Poppers are a lot of fun. I'm a big fan of sneaky pete's. Quick pop and long pause.









Another great pattern for bass, trout, stripers, etc. Todd's Wiggle Minnow with the fire tiger paint job. Wiggle minnows act a lot like a Rapala for the fly rod. Can be fished on floating line and used like a popper, or on any sinking line to probe deeper. Great pattern.









And as mentioned, Woolly Buggers, Clouser Minnows, and rabbit strips are great producers. Use Tungsten cones and beads to help get them down in faster water.

Hold on and have fun.


----------



## toobnoob (Jun 1, 2010)

AtticaFish said:


> Black bugs - the more legs the better.
> 
> 
> 
> ...


Hey Attica, what material do you use for the back on those? Looks like a great helgramite pattern. I need to tie some of these up!


----------



## AtticaFish (Nov 23, 2008)

toobnoob said:


> Hey Attica, what material do you use for the back on those?.....


Well.... everything is black so i'll just give a general supply list. 

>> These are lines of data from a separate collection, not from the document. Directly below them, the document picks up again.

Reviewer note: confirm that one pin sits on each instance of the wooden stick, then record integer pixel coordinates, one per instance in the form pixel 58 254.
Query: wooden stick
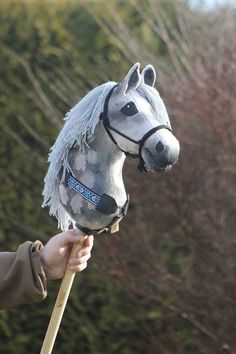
pixel 60 303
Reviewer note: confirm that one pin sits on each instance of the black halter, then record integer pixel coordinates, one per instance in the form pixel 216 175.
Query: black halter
pixel 104 117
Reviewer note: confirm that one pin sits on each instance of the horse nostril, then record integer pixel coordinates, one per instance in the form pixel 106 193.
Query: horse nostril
pixel 159 147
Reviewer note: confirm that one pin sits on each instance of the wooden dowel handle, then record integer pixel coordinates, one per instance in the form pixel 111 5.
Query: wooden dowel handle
pixel 60 303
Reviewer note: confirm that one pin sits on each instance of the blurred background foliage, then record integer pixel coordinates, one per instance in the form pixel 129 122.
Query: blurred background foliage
pixel 166 283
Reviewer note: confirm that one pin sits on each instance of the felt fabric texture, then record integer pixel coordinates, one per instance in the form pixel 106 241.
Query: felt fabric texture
pixel 86 148
pixel 22 279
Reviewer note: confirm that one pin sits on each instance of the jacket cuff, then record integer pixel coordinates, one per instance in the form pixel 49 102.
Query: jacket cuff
pixel 37 269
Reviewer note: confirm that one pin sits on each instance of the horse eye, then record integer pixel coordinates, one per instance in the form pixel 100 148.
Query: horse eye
pixel 129 109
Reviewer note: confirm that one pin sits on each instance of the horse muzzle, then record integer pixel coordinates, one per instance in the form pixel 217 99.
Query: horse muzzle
pixel 161 151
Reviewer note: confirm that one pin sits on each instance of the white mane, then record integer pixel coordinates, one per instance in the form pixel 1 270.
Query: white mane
pixel 80 124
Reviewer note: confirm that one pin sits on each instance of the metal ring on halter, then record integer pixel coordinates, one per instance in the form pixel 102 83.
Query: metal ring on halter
pixel 104 117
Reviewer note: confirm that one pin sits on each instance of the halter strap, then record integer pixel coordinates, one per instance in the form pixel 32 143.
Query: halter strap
pixel 104 203
pixel 106 123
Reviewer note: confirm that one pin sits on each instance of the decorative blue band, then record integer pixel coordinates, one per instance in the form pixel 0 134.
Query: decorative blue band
pixel 83 191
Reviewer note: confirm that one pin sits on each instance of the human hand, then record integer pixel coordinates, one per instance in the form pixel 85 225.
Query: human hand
pixel 55 256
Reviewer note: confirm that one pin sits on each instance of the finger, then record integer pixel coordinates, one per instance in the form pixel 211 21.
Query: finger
pixel 71 236
pixel 78 268
pixel 79 260
pixel 89 241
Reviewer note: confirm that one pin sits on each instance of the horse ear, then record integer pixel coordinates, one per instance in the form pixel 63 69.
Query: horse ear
pixel 149 75
pixel 131 81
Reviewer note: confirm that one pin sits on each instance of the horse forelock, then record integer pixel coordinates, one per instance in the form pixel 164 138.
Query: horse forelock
pixel 156 102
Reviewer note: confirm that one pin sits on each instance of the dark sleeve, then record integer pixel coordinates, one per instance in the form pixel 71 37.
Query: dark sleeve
pixel 22 279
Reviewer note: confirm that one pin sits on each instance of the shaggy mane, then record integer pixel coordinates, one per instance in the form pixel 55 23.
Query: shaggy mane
pixel 78 130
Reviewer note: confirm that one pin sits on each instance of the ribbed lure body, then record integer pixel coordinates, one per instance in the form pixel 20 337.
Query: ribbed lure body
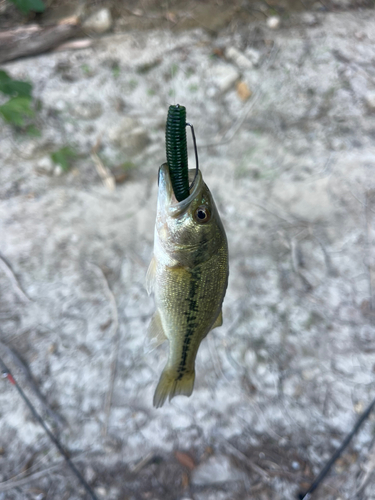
pixel 176 147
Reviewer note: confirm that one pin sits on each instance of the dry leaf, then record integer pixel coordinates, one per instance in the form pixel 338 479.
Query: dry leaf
pixel 185 460
pixel 243 91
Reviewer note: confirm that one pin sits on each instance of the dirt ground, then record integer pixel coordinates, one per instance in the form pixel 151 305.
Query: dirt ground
pixel 284 119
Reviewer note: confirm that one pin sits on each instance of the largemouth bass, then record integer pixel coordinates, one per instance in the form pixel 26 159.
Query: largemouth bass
pixel 188 275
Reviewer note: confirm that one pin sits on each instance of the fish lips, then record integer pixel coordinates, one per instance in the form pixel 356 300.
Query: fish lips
pixel 167 201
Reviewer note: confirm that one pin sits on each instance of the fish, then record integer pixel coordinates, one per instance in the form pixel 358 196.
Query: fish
pixel 188 275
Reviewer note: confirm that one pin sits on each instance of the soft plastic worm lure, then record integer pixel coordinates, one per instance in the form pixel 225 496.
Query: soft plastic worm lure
pixel 177 158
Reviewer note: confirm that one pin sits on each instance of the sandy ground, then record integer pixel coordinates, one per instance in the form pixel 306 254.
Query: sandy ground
pixel 283 380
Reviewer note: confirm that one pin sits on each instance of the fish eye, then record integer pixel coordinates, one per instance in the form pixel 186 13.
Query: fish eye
pixel 202 214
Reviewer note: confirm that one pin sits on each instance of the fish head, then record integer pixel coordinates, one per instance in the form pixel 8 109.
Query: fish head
pixel 189 231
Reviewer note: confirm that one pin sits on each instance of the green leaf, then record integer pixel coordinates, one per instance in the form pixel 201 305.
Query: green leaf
pixel 16 109
pixel 26 6
pixel 14 87
pixel 63 157
pixel 32 131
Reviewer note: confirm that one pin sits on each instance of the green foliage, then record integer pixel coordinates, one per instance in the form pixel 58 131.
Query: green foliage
pixel 26 6
pixel 16 109
pixel 14 87
pixel 64 157
pixel 19 106
pixel 128 165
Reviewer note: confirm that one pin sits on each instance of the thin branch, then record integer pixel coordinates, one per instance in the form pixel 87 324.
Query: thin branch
pixel 237 453
pixel 30 379
pixel 105 175
pixel 116 337
pixel 8 271
pixel 234 128
pixel 6 373
pixel 370 267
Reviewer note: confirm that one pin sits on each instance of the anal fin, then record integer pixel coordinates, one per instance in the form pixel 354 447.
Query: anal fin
pixel 219 320
pixel 150 276
pixel 155 332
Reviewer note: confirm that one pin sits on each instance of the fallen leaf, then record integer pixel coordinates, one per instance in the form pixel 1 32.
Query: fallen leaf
pixel 243 91
pixel 185 460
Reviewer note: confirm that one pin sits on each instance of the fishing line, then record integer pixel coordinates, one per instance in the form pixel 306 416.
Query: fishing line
pixel 322 474
pixel 6 373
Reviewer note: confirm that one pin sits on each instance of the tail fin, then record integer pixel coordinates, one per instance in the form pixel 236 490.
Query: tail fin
pixel 172 384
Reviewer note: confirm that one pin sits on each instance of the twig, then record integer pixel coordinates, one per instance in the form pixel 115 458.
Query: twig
pixel 30 379
pixel 116 338
pixel 7 268
pixel 8 375
pixel 105 175
pixel 327 467
pixel 370 468
pixel 10 484
pixel 231 132
pixel 370 267
pixel 15 483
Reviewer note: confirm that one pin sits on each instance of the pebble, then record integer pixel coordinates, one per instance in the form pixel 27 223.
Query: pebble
pixel 45 166
pixel 58 171
pixel 99 22
pixel 253 55
pixel 273 22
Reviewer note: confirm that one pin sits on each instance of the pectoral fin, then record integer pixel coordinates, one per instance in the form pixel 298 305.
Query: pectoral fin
pixel 156 335
pixel 150 276
pixel 219 320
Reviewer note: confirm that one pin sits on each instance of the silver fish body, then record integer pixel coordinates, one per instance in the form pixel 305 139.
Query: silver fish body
pixel 188 275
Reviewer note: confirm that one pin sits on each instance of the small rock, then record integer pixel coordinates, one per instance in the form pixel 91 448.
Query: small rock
pixel 238 58
pixel 101 491
pixel 99 22
pixel 129 136
pixel 58 171
pixel 90 474
pixel 309 19
pixel 273 22
pixel 253 55
pixel 45 166
pixel 370 100
pixel 243 91
pixel 224 76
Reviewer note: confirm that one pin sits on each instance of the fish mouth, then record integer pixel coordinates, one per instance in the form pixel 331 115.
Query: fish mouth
pixel 166 198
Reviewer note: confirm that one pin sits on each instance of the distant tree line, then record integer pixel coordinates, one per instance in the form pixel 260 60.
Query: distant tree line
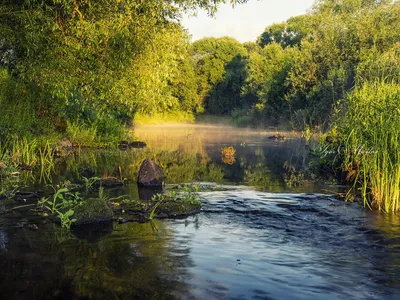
pixel 71 63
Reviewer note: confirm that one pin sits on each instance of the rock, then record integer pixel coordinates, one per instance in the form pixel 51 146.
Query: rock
pixel 92 210
pixel 146 193
pixel 150 174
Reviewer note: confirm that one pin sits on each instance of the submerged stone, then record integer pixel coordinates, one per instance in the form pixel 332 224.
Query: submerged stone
pixel 150 174
pixel 92 211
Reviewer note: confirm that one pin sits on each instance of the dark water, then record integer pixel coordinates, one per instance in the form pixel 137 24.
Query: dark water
pixel 259 235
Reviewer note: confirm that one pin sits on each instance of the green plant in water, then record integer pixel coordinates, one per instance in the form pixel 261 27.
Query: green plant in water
pixel 62 203
pixel 307 134
pixel 89 182
pixel 370 145
pixel 191 195
pixel 158 198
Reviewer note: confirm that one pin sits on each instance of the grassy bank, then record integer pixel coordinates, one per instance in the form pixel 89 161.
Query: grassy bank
pixel 370 144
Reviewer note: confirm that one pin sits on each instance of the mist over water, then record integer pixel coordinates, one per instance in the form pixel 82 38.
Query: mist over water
pixel 257 236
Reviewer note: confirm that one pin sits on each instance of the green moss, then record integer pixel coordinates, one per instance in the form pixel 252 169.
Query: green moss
pixel 93 210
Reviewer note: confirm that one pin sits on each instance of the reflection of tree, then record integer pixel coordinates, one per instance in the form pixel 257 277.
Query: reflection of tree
pixel 135 261
pixel 178 166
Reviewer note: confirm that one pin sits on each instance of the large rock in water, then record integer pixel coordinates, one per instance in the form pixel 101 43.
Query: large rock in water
pixel 150 174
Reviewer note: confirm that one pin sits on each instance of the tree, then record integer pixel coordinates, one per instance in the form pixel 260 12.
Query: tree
pixel 216 61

- 8MM Hematite Bead: threaded on 20lb mono then tied to hook
- Dub Mix: craftfur and black baitfish emulator roughly chopped
- Shellback: radiant raffia synthetic (would prefer stretch skin but raffia is cheap)
- Tail: craftfur or rabbit zonker


----------



## toobnoob (Jun 1, 2010)

AtticaFish said:


> Well.... everything is black so i'll just give a general supply list.
> 
> - 8MM Hematite Bead: threaded on 20lb mono then tied to hook
> - Dub Mix: craftfur and black baitfish emulator roughly chopped
> ...


Tanks for the list! Much appreciated.


----------



## Fishaholic69 (Apr 6, 2007)

Clouser minnows! Chartreuse or olive/white all day! Even brown and orange works together! I think they think its a crayfish? Try all colors. red/white is good too!


----------



## Rockyraccoon (Jun 19, 2012)

I had a great day yesterday fishing various foam hoppers into the eddy lines.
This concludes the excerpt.